L'ancien ministre gambien Ousman Sonko, jugé depuis lundi en Suisse pour crimes contre l'humanité, devrait enfin pouvoir s'exprimer, les juges ayant décidé de la poursuite du procès.
Ousman Sonko, 55 ans, est accusé de divers chefs de crimes contre l'humanité, dont la torture répétée et le viol répété, qu'il aurait commis de 2000 à 2016 sous l'ère de l'ancien président à la main de fer Yahya Jammeh, d'abord en tant que membre de l'armée, puis comme inspecteur général de la police et enfin comme ministre de l'Intérieur.
Il comparaît depuis lundi devant le Tribunal pénal fédéral à Bellinzone, dans le sud-est de la Suisse et risque la prison à vie.
Son procès est possible car la Suisse a procédé à deux changements majeurs de sa législation en 2011, en inscrivant dans son droit les crimes contre l'humanité - des exactions commises dans le cadre d'une attaque de grande ampleur visant des civils - et en se reconnaissant une compétence universelle pour juger certains crimes graves en vertu du droit international.
Au premier jour du procès, la défense avait demandé aux juges de classer l'ensemble du dossier "compte tenu de l'ampleur des violations des règles fondamentales de procédure", ou au moins d'écarter les poursuites concernant les faits antérieurs à 2011, estimant qu'il ne pouvait y avoir "d'exception au principe de non-rétroactivité".
Les juges ont refusé mardi de classer tout le dossier, et ont décidé que la question de la rétroactivité serait examinée plus tard avec l'examen des preuves.
"On va de l'avant, c'est positif", a réagi auprès de l'AFP Benoît Meystre, conseiller juridique de Trial International, l'ONG à l'origine de la procédure.

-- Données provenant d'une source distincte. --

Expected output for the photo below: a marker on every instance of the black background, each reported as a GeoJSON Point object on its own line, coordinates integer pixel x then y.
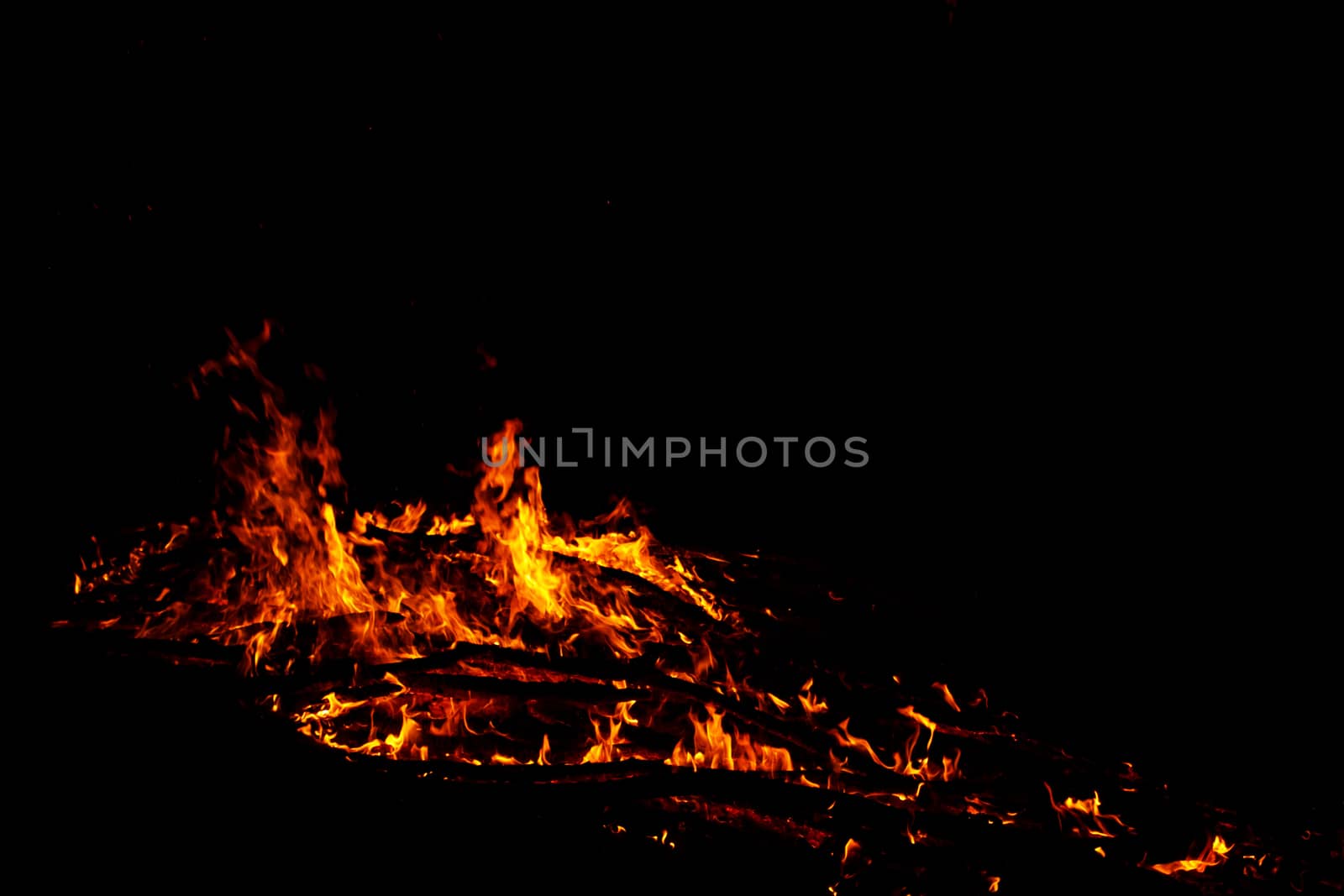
{"type": "Point", "coordinates": [1097, 479]}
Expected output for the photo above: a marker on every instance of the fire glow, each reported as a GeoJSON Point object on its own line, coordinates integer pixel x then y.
{"type": "Point", "coordinates": [504, 637]}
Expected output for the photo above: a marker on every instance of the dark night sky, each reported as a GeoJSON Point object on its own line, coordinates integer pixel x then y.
{"type": "Point", "coordinates": [1062, 453]}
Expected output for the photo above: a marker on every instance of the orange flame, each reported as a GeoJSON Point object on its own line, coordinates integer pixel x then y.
{"type": "Point", "coordinates": [1214, 853]}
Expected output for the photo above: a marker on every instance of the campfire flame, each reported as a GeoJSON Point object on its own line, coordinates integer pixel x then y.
{"type": "Point", "coordinates": [501, 637]}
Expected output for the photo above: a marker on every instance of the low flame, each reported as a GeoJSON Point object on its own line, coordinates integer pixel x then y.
{"type": "Point", "coordinates": [1214, 853]}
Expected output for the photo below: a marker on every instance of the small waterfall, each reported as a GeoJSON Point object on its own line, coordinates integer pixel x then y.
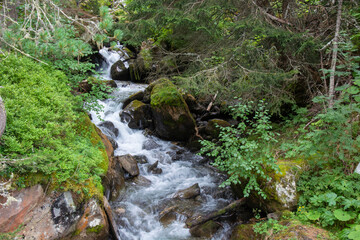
{"type": "Point", "coordinates": [139, 205]}
{"type": "Point", "coordinates": [112, 56]}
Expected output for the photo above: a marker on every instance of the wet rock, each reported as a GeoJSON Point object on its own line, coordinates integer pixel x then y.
{"type": "Point", "coordinates": [18, 207]}
{"type": "Point", "coordinates": [109, 147]}
{"type": "Point", "coordinates": [226, 212]}
{"type": "Point", "coordinates": [136, 96]}
{"type": "Point", "coordinates": [294, 229]}
{"type": "Point", "coordinates": [193, 105]}
{"type": "Point", "coordinates": [112, 223]}
{"type": "Point", "coordinates": [211, 128]}
{"type": "Point", "coordinates": [120, 211]}
{"type": "Point", "coordinates": [52, 218]}
{"type": "Point", "coordinates": [129, 164]}
{"type": "Point", "coordinates": [141, 181]}
{"type": "Point", "coordinates": [188, 193]}
{"type": "Point", "coordinates": [141, 159]}
{"type": "Point", "coordinates": [63, 209]}
{"type": "Point", "coordinates": [138, 69]}
{"type": "Point", "coordinates": [154, 169]}
{"type": "Point", "coordinates": [110, 127]}
{"type": "Point", "coordinates": [2, 117]}
{"type": "Point", "coordinates": [137, 115]}
{"type": "Point", "coordinates": [171, 115]}
{"type": "Point", "coordinates": [205, 230]}
{"type": "Point", "coordinates": [168, 215]}
{"type": "Point", "coordinates": [111, 83]}
{"type": "Point", "coordinates": [119, 71]}
{"type": "Point", "coordinates": [113, 143]}
{"type": "Point", "coordinates": [150, 144]}
{"type": "Point", "coordinates": [244, 232]}
{"type": "Point", "coordinates": [281, 190]}
{"type": "Point", "coordinates": [93, 223]}
{"type": "Point", "coordinates": [114, 182]}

"La décision finale sur la compétence sera rendue avec la décision sur le fond. Ce qui est une bonne décision car la compétence du tribunal réside dans le fait de savoir si des crimes contre l'humanité ont été commis ou pas", a-t-il expliqué, depuis le tribunal.
Pour la deuxième fois en quelques mois, la justice suisse est amenée à juger un prévenu étranger accusé d'avoir commis des crimes contre l'humanité dans son pays d'origine. Mais c'est la première fois en Suisse que cette notion est abordée en première instance.
En juin 2023, la cour d'appel du Tribunal pénal fédéral avait confirmé la condamnation à 20 ans de prison d'un ancien chef de guerre libérien, Alieu Kosiah, et retenu pour la première fois l'accusation de crimes contre l'humanité, pour des faits commis bien avant 2011.
- Un tribunal en Gambie ? -
Le procès dans l'affaire Sonko doit durer un mois, mais le verdict n'est pas attendu avant mars.
Les juges ont également refusé mardi que l'intégralité du procès -qui se déroule pour l'essentiel en allemand- soit traduit en anglais, provoquant l'agacement des avocats de la défense et des parties civiles.
Dix personnes se sont constituées parties civiles, dont huit "victimes directes" et la fille d'une personne décédée en détention, selon Trial. Une autre est décédée l'an dernier, mais ses héritiers ont repris le dossier.
Ousman Sonko avait été arrêté le 26 janvier 2017 en Suisse où il avait demandé l'asile après avoir été démis de ses fonctions ministérielles qu'il a occupées pendant 10 ans jusqu'en septembre 2016.
Le Ministère public de la Confédération (MPC, bureau du procureur général) reproche au Gambien d'avoir commis la plupart des actes pour lesquels il est poursuivi avec la complicité de l'ancien président de ce petit pays ouest-africain et de "membres dirigeants des forces de sécurité et des services pénitentiaires".
En Gambie, le gouvernement a annoncé l'an dernier oeuvrer avec l'organisation des Etats ouest-africains à la mise sur pied d'un tribunal chargé de juger les crimes commis sous le règne de Yahya Jammeh (1994-fin 2016).
Mais son procès est encore très incertain car aucun accord d'extradition n'existe entre la Gambie et la Guinée équatoriale, où M. Jammeh vit en exil depuis 2017.